SenHub Agent can push metrics and logs natively over OTLP/gRPC to any OpenTelemetry receiver — an OTel collector, vmagent's OTLP endpoint, a direct VictoriaMetrics / VictoriaLogs ingest, Grafana Cloud OTLP, etc.

OTLP is a push path, complementary to the Prometheus pull endpoint. Both signals carry the same metric names, types, units, and attributes because both are produced by the same neutral OTel mapper internally — operators querying Prometheus today and switching to OTLP push tomorrow do not rewrite a single PromQL query.

Quick start

  1. Add an otlp storage block to your config:
storage:
  - name: otlp
    params:
      endpoint: "otel-collector.internal:4317"   # required
      tls:
        enabled: true
      signals:
        metrics:
          enabled: true
          interval: 30s
        logs:
          enabled: true
  1. Restart the agent. The agent connects lazily — a missing collector does not block startup; failures appear as retried export attempts.

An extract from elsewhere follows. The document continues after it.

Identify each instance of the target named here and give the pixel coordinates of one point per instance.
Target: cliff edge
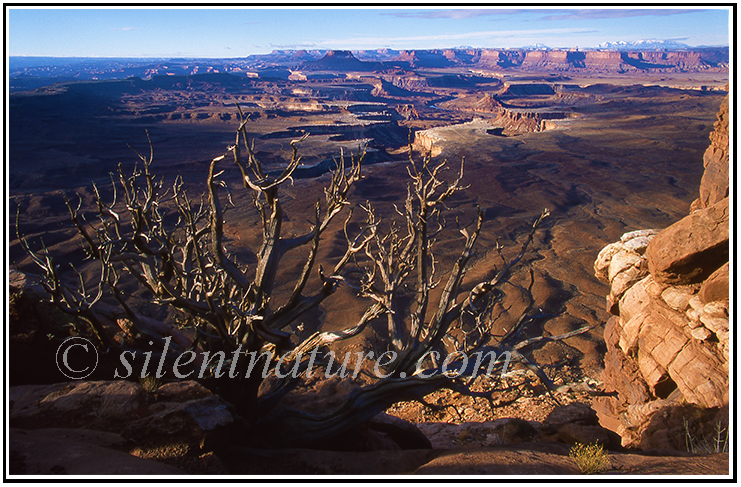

  2. Verify the collector is receiving data:

# At the collector side
journalctl -u otel-collector -f
# or query VictoriaMetrics directly
curl -G http://vm:8428/api/v1/query \
  --data-urlencode 'query=count by(__name__) ({service_name="senhub-agent"})'

Configuration

The full set of knobs (every key maps directly to an OTel SDK option):

storage:
  - name: otlp
    params:
      # Required: gRPC endpoint of the receiver (no scheme prefix).
      endpoint: "otel-collector.internal:4317"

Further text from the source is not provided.